Galactic foreground residue biases in cosmic-microwave-background lensing-convergence reconstruction and delensing of B-mode maps
Kishan Deka, Pawel Bielewicz

TL;DR
This study uses realistic simulations to evaluate how Galactic foreground residuals impact CMB lensing reconstruction and B-mode delensing, highlighting the importance of component separation and bias correction for future experiments.
Contribution
It demonstrates that component separation significantly reduces foreground contamination and quantifies the residuals' impact on lensing and B-mode measurements for next-generation CMB experiments.
Findings
Component separation reduces Galactic emission errors by an order of magnitude.

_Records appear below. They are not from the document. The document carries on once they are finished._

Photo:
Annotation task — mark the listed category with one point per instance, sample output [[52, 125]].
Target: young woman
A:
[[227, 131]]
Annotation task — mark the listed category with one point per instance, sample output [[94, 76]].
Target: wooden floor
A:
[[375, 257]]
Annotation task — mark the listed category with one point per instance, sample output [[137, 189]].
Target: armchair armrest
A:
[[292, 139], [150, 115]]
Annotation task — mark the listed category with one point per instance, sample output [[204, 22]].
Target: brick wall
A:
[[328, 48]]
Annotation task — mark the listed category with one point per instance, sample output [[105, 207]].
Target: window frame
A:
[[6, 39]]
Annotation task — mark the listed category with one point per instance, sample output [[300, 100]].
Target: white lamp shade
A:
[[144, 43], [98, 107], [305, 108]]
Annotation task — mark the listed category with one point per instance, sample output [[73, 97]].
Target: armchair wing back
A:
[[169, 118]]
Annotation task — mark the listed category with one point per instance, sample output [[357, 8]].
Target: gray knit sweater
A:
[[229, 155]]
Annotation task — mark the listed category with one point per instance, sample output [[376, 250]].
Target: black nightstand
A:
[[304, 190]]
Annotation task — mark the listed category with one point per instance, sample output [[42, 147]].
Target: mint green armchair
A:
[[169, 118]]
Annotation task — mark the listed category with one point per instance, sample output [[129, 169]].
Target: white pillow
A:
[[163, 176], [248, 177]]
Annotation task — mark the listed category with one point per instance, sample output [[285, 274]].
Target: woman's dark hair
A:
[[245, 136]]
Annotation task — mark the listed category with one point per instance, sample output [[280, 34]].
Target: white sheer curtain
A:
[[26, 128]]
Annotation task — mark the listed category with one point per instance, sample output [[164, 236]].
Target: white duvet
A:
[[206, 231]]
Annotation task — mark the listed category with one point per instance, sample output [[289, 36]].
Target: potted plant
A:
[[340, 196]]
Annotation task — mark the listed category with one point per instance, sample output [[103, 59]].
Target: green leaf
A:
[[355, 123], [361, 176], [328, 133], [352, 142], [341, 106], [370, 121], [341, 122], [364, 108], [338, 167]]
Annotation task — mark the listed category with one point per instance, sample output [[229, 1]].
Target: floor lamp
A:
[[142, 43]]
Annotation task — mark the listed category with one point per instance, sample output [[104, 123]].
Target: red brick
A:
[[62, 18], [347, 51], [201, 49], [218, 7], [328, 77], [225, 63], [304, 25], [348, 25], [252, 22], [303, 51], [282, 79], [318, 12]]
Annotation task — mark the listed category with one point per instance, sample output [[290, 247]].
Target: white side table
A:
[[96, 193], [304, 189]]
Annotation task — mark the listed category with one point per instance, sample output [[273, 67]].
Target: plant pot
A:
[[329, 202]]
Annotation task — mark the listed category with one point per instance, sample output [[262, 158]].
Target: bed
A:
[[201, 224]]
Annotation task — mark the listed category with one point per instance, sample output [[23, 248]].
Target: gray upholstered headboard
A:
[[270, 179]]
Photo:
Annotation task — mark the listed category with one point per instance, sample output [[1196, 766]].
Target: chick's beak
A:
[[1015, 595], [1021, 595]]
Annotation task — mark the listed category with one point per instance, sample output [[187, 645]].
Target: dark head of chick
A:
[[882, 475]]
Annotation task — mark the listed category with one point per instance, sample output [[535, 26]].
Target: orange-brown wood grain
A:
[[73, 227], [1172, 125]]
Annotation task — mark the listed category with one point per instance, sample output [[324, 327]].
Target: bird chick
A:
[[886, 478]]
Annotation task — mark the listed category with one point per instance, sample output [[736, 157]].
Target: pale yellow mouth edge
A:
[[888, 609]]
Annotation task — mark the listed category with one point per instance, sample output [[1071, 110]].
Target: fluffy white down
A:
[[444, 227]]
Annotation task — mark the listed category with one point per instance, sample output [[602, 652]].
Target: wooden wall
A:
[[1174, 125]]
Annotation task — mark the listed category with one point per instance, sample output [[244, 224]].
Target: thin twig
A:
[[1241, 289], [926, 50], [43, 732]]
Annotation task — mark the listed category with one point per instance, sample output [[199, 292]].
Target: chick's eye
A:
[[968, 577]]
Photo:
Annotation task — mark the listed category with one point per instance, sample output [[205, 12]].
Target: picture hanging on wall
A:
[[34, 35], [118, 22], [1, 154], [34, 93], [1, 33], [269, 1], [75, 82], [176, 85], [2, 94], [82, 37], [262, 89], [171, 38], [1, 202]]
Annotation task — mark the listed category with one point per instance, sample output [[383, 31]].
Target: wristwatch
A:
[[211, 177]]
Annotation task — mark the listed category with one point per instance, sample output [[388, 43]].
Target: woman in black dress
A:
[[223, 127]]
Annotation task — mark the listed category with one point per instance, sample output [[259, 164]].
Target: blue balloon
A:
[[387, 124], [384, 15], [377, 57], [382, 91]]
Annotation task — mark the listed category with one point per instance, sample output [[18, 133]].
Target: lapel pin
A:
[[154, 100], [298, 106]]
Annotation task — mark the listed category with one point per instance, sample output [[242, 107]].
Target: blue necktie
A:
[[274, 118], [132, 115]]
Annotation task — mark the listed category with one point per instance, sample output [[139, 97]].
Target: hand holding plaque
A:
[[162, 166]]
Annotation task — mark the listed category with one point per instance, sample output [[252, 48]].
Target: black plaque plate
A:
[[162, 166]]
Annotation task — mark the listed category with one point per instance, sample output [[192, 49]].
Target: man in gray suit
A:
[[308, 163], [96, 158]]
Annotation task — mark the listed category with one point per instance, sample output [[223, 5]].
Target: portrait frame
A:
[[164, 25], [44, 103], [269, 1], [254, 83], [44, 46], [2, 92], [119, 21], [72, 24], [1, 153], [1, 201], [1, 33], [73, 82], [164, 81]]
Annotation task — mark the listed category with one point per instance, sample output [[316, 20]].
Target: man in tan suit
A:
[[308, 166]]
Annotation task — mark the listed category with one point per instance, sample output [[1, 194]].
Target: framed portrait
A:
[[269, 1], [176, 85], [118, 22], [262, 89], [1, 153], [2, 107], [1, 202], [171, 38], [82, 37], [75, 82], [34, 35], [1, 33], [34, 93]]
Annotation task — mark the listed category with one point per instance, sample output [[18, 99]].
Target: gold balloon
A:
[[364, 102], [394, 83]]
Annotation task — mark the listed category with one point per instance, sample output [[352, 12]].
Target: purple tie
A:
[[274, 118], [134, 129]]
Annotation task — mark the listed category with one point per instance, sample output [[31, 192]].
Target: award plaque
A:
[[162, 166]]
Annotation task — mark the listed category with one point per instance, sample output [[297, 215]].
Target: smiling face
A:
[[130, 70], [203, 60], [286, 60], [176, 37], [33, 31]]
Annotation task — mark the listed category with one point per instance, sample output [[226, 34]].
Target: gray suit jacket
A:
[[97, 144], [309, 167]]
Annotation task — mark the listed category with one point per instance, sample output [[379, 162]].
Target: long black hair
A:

Residual foregrounds from Gaussian components dominate errors, but are much smaller than non-Gaussian ones.
Bias correction in de-lensing is essential for accurate tensor-to-scalar ratio constraints.
Abstract
Diffuse contamination from Galactic foreground emission is one of the main concerns for reconstruction of the cosmic microwave background (CMB) lensing potential for next-generation CMB polarisation experiments. Using realistic simulations, we investigated the impact of Galactic foreground residuals from multi-frequency foreground-cleaning methods on CMB lensing reconstruction and the de-lensing of B-mode maps. We also assessed how these residuals affect constraints on the tensor-to-scalar ratio for a CMB-S4--like experiment. We paid special attention to the errors coming from the small scale non-Gaussianity of the foreground residuals. We show that component separation is essential for the lensing reconstruction that reduces Galactic emission contribution to the lensing reconstruction errors by one order of magnitude. The residual foreground contribution is dominated by terms coming…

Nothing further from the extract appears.